It’s a fool’s game to think that the past can’t be topped, but let’s play it for a moment: can there ever be another phenomenon like the Beatles? Whether you count yourself a fan or not, the band — their impact was never only about their music — set off a sea change in popular music that is still making waves today.
In a world where we now have nearly any recording literally at our fingertips, it’s difficult to imagine any one band gaining the cultural traction that the Beatles enjoyed. The 10 years that they were active (from 1960-70) were filled with huge cultural shifts and emerging technologies that knit together perfectly with what lads from Liverpool were looking to do. But Ringo & Co. also had a secret weapon — her name was Freda Kelly.
In Ryan White’s engaging documentary Good Ol’ Freda, showing this Friday and Saturday at Pothole Pictures in Shelburne Falls, the woman who helped build and burnish the Beatles’ image finally gets her due. One of the band’s earliest fans in Liverpool, Kelly would go on to head up their official fan club, later working with Beatles manager Brian Epstein. And for half a century, she remained a dedicated fan and tireless promoter, never looking to share the spotlight. I mentioned before that the Beatles were active for 10 years — Kelly was with them for 11.

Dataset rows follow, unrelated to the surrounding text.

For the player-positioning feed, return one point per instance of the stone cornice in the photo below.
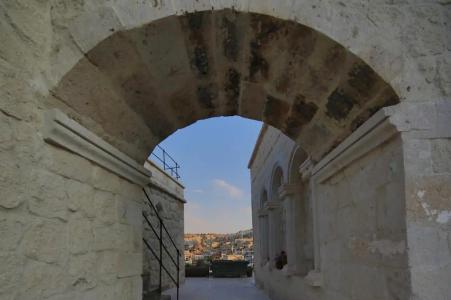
(271, 205)
(372, 133)
(305, 169)
(62, 131)
(262, 212)
(288, 190)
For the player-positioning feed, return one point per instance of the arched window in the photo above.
(277, 221)
(263, 198)
(302, 218)
(264, 229)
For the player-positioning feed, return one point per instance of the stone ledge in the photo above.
(60, 130)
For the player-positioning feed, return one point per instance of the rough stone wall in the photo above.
(360, 222)
(72, 230)
(428, 201)
(406, 42)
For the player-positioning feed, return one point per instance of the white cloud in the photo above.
(231, 190)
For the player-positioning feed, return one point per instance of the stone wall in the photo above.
(358, 211)
(74, 230)
(406, 42)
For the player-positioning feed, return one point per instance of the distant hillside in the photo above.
(240, 234)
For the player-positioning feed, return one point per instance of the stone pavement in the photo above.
(219, 289)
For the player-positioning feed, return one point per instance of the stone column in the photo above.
(273, 208)
(287, 194)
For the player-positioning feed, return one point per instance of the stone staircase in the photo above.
(153, 293)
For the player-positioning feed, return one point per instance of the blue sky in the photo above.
(213, 155)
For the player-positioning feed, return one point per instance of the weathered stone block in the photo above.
(41, 280)
(129, 264)
(107, 266)
(104, 20)
(105, 207)
(48, 196)
(104, 180)
(11, 268)
(80, 198)
(129, 212)
(68, 164)
(11, 232)
(441, 155)
(129, 288)
(82, 270)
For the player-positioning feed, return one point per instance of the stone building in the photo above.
(88, 88)
(341, 221)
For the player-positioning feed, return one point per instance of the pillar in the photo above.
(263, 236)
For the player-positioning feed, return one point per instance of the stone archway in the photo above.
(221, 63)
(84, 59)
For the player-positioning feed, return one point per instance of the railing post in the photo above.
(161, 254)
(178, 273)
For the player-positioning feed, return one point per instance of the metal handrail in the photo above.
(159, 256)
(151, 205)
(173, 167)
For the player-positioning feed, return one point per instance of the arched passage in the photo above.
(163, 76)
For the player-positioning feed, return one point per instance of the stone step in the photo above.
(153, 293)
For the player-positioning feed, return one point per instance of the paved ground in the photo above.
(219, 289)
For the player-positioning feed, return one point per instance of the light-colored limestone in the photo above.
(62, 54)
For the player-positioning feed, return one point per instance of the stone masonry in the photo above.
(125, 74)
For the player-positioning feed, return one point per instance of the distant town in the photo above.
(207, 247)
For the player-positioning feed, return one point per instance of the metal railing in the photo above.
(168, 163)
(162, 246)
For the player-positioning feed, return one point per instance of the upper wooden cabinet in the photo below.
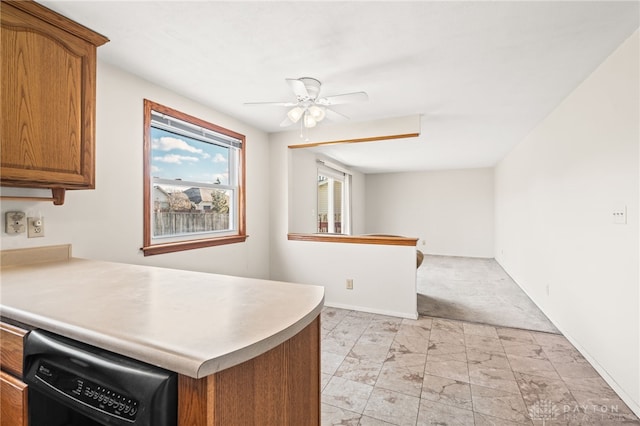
(48, 99)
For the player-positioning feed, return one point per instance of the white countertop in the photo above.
(192, 323)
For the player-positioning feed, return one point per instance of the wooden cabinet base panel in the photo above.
(280, 387)
(13, 401)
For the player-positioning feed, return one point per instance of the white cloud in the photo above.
(167, 144)
(175, 159)
(219, 158)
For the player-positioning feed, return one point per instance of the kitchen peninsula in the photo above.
(247, 351)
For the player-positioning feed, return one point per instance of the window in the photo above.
(333, 200)
(193, 182)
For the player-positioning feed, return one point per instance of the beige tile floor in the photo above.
(380, 370)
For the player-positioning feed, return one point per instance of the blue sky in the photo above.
(178, 157)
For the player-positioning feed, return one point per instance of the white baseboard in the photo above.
(407, 315)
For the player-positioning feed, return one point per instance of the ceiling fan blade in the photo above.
(287, 104)
(286, 122)
(298, 88)
(343, 99)
(335, 115)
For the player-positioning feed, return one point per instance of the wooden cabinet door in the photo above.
(48, 100)
(13, 401)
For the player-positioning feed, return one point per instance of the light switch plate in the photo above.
(36, 227)
(15, 223)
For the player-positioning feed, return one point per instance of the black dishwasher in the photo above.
(74, 384)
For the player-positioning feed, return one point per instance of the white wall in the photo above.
(384, 276)
(106, 223)
(555, 195)
(451, 211)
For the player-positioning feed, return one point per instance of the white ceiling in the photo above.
(481, 74)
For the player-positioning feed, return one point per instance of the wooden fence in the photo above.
(174, 223)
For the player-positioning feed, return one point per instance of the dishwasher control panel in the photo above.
(74, 384)
(88, 392)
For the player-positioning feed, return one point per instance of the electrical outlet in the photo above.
(36, 227)
(15, 223)
(620, 215)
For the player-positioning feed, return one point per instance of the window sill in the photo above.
(355, 239)
(192, 244)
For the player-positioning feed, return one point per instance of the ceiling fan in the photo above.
(309, 106)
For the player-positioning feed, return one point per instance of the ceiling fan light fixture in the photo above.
(309, 121)
(295, 113)
(317, 113)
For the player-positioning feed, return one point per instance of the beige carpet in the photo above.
(476, 290)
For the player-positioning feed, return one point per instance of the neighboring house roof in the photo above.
(199, 195)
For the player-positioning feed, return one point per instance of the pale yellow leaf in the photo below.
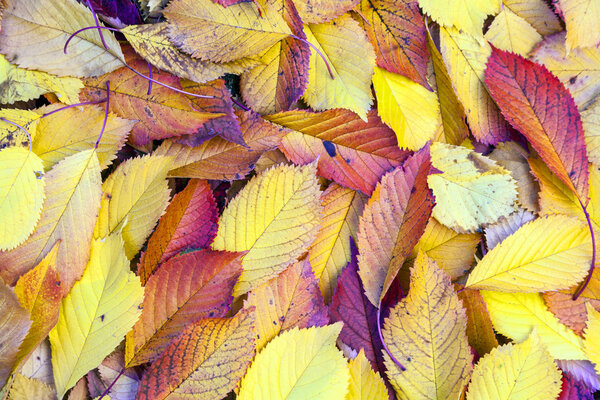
(412, 111)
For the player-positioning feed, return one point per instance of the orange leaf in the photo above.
(353, 153)
(205, 361)
(392, 223)
(292, 299)
(189, 222)
(162, 114)
(186, 288)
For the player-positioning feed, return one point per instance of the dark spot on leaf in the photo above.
(329, 147)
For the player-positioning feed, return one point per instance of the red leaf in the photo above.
(537, 104)
(189, 222)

With the birth of her grandson, Kelly decided the time was right to share her story. And White, whose musician uncle was a member of the Merseybeats and appears in the film, was the right director to tell it — although even he, who had grown up seeing the familiar face of Freda at family events, never knew she was involved with the Beatles until she came to him to tell the tale.
The resulting film is both timeless and a time capsule: capturing a special moment in our cultural history but also focusing on Kelly’s selflessness and enduring sense of loyalty, strong values that only grew stronger the closer she flew to fame. In today’s tabloid society, Freda’s unwavering sense of respect — for herself and others alike — is bracing.
Good Ol’ Freda: Friday, Nov. 10, and Saturday, Nov. 11, 7:30 p.m., Pothole Pictures, 51 Bridge St., Shelburne Falls.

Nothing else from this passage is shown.